Lauren digs her nails into the plastic of her chair. There’s the man she fought with, loved, argued with, and made love with for 18 years. The father of her child, the man she gave herself to utterly and wholly. He’s electing to deny the opportunity of surgery and instead use drugs to fight the illness. Cancer? The mouth of the Cheshire cat grins at her with death on its lips like a balm.
“What possibility is there that it could be cancer?” Lauren asks Fost.
“Lauren,” Michael interjects, wiping his face with his hands. “It’s not cancer. They’d be able to see it.”
Fost selects his words carefully, a tailor mending at gunpoint.
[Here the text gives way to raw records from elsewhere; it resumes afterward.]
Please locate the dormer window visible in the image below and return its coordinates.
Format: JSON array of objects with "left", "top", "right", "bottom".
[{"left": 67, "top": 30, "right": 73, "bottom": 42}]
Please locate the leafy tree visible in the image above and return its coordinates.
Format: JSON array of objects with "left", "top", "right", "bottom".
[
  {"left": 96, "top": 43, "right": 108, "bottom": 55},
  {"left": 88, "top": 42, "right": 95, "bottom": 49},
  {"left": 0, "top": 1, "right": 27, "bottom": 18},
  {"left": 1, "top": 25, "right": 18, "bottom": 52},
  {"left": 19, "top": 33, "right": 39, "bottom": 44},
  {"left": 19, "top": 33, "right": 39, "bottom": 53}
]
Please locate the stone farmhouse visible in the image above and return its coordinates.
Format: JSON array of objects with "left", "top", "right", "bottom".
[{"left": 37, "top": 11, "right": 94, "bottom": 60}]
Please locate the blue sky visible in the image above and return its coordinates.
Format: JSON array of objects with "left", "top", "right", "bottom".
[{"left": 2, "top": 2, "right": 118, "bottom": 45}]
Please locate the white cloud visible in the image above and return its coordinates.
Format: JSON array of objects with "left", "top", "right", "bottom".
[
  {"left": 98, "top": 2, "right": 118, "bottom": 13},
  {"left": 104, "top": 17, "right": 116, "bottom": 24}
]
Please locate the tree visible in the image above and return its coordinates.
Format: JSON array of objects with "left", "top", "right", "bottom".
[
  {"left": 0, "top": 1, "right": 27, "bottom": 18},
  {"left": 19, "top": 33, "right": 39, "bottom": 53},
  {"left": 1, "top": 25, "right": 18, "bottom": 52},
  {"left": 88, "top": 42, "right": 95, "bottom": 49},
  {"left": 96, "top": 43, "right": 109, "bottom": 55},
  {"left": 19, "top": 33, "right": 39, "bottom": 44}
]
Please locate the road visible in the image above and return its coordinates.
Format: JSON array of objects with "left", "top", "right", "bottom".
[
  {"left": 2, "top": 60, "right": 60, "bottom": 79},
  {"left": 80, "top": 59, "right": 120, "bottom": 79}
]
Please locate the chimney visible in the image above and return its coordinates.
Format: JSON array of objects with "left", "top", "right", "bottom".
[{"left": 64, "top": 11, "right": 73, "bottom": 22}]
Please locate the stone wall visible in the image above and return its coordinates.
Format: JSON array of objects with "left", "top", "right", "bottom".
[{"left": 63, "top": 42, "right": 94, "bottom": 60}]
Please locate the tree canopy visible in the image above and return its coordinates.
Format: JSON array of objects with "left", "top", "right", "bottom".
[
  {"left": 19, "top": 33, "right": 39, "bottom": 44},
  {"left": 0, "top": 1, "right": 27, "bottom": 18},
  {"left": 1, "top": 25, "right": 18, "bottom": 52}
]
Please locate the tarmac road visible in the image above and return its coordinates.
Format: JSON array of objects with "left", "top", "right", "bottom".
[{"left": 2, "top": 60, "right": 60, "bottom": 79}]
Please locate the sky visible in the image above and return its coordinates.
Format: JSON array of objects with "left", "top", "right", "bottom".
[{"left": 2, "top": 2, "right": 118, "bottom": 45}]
“We cannot rule out that it might be cancer, but we’re almost positive that it’s MAI. If you choose the drugs, we’ll monitor your treatment, if you choose the surgery, we remove the bleb, and we eventually remove part of the lung.”
Michael and Lauren’s eyes talk.
Why? her hazels ask.
Everything will be ok, Michael’s blues reply.
“The medication, then?” Fost takes the pen from the top of his clipboard.
Michael turns to him like a soldier approaching the front of a phalanx.
“Yes.”
Silence leaks into the room, a clear and odorless liquid clogging their lungs.
“Alright.” Fost says, pushing his chair over to the granite desk in the corner.